Man sieht nur mit dem Herzen wirklich gut

Wie ist es, mit einer Behinderung zu leben? Erkenntnisse nicht nur durch das Lesen eines Jugendbuches im Deutschunterricht, sondern auch durch den Austausch mit einem tatsächlich erblindeten Menschen

„Behalt das Leben lieb“ ist der Titel des preisgekrönten Buches von Jaap ter Haar. Es geht um einen 13jährigen Jungen, der bei einem Unfall sein Augenlicht verliert und lernen muss, das Leben als Blinder zu meistern und zu lieben.

Damit sich das Thema im Deutschunterricht noch besser erschließt, hatte die Klasse 6a geplant, einen Ausflug zu „Dialog im Dunkeln“ zu unternehmen. Die Kinder machten auch einen Spaziergang über das Schulgelände– zweimal dieselbe Strecke - einmal mit offenen, dann geführt und mit geschlossenen Augen. „Man fühlt sich total unsicher“, stellte Richard fest. „Die anderen Sinne sind aber plötzlich viel aktiver“, fand Theo heraus.
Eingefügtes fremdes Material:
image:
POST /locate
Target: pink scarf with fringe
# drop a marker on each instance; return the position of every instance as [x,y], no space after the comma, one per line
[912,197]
Außerdem sollten die Schüler*innen Besuch von Bernt von Lueder erhalten. Er ist selber als Kind erblindet und hat es sich seit vielen Jahren zur Aufgabe gemacht, mit jungen Menschen über das Leben mit dieser Behinderung zu sprechen. Er lässt Kinder mit verbundenen Augen und seinem Langstock ihren Weg finden. Er erklärt, wie man Blinde richtig anspricht und korrekt führt. Er zeigt die Schnalztechnik, mit der sich Blinde ähnlich Fledermäusen zurechtfinden können. Er zeigt seine Uhr, die er durch Fühlen und auch eine elektronische Ansage „lesen“ kann - und zeigt, wie man seine „Erbsen auf halb acht“ auf dem Teller finden kann. Und all das nicht mit erhobenem Zeigefinger, sondern eher leichtfüßig – und das kommt an.
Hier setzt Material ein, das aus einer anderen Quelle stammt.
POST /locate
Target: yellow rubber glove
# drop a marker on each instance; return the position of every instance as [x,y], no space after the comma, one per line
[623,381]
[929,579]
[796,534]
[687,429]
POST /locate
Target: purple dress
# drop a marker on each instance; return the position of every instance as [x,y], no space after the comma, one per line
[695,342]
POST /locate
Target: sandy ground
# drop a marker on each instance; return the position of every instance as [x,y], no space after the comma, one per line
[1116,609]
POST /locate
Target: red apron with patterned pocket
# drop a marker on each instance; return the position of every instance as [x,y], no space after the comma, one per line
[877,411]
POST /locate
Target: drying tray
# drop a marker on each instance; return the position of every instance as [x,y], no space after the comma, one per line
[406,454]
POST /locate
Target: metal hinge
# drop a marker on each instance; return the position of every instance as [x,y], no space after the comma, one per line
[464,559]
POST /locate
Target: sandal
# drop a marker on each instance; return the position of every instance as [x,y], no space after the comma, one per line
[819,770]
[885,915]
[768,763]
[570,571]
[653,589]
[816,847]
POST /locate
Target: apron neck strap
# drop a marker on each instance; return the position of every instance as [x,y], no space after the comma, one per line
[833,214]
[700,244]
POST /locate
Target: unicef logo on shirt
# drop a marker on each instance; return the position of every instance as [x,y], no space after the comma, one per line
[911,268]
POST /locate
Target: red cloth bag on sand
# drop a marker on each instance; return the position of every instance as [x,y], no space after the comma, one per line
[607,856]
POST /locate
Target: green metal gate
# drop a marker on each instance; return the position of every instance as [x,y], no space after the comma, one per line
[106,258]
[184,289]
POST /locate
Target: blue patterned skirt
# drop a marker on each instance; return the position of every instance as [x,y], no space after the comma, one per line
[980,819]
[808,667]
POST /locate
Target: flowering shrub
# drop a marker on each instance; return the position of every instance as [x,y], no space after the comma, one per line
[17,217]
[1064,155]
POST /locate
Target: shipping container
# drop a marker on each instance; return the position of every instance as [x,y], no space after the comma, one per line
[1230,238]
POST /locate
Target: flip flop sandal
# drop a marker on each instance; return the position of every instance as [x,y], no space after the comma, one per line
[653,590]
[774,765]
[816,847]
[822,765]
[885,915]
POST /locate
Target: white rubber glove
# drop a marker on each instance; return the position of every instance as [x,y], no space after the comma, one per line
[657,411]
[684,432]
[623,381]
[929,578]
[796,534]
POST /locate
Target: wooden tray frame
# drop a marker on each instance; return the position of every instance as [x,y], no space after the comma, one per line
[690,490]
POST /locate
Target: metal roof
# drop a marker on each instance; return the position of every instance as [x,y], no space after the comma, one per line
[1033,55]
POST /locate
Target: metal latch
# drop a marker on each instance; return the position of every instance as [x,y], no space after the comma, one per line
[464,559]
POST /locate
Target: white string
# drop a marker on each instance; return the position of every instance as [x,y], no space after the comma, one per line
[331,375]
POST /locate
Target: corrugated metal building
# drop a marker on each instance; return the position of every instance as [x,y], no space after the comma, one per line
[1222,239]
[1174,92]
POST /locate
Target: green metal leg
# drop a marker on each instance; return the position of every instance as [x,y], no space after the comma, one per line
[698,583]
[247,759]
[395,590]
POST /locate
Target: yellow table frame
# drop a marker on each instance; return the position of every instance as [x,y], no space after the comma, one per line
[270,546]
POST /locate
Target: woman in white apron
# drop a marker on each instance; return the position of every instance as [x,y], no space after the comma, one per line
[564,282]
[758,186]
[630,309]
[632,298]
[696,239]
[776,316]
Die 6a hatte sich auf seinen Besuch schon sehr gefreut und ihm sogar einen Ostergruß in Braille-Schrift zukommen lassen – aber nun scheint er durch Corona vielleicht nicht zustande zu kommen. Da hatte Bernt von Lueder mit Deutschlehrerin Heike Blenk eine Idee: Die Kinder sollten ihm schreiben und ihre Fragen stellen – er würde dann antworten. So erfuhr die Klasse, dass er einen Computer hat, der ihm die eingehenden Nachrichten vorlesen kann. „Max, so habe ich die Computerstimme getauft, ist ein wichtiger Begleiter in meinem Alltag“, schmunzelt Bernt von Lueder.

Adrian hat geschrieben, dass in seiner Straße ein Mädchen mit einem Blindenhund wohnt, und möchte wissen, ob Bernt von Lueder auch einen als Unterstützung nutzt. Nein. Mattes fragt, wie der blinde Mann draußen zurechtkommt und ob er schon Schlimmes erlebt habe. Ja. „Das war, als jemand mir über die Straße helfen wollte, obwohl ich gar nicht rübergehen wollte. Ich wartete nur am Straßenrand auf eine Freundin. Er zerrte mich einfach am Arm mit und als ich sagte, ich wolle das nicht, ließ er mich mitten auf der Fahrbahn einfach stehen... Das war gefährlich!“

Noch lieber aber erhält der Blinde Sprachnachrichten direkt vom Absender. „Über die Stimme erfahre ich sehr viel über einen Menschen. Ich kann seine Stimmung hören und auch, ob er lächelt, während er redet.“

Anna hat es ausprobiert. Das blonde, fröhliche Mädchen hat dem musikbegeisterten Blinden mehrere Nachrichten – und sogar ein Musikstück - aufgenommen. Und sie hat ihm ein Foto geschickt. „2% Sehkraft habe ich noch, wenn ich mir Bilder auf dem Computer ganz ganz stark vergrößere, dann kann ich Dinge ahnen“, erläutert Bernt von Lueder. Und so hat er Anna per Fotovergrößerung – aber vor allem aber über ihre Stimme - ziemlich gut beschrieben; äußerlich und vor allem innerlich. „Man sieht ja wirklich gut sowieso nur mit dem Herzen; das Wesentliche ist für die Augen unsichtbar“, zitiert er aus dem „Kleinen Prinzen“ von Antoine de Saint-Exupéry.

Er ist von Anna so begeistert, dass er sie zu seiner Assistentin ernannt hat, die ihm Wortmeldungen in der Klasse anzeigen soll - für den Fall, dass es doch noch klappt mit seinem Besuch in der 6a vor den Sommerferien. Aber selbst, wenn nicht – die 6a hat schon jetzt eine Menge von ihm gelernt.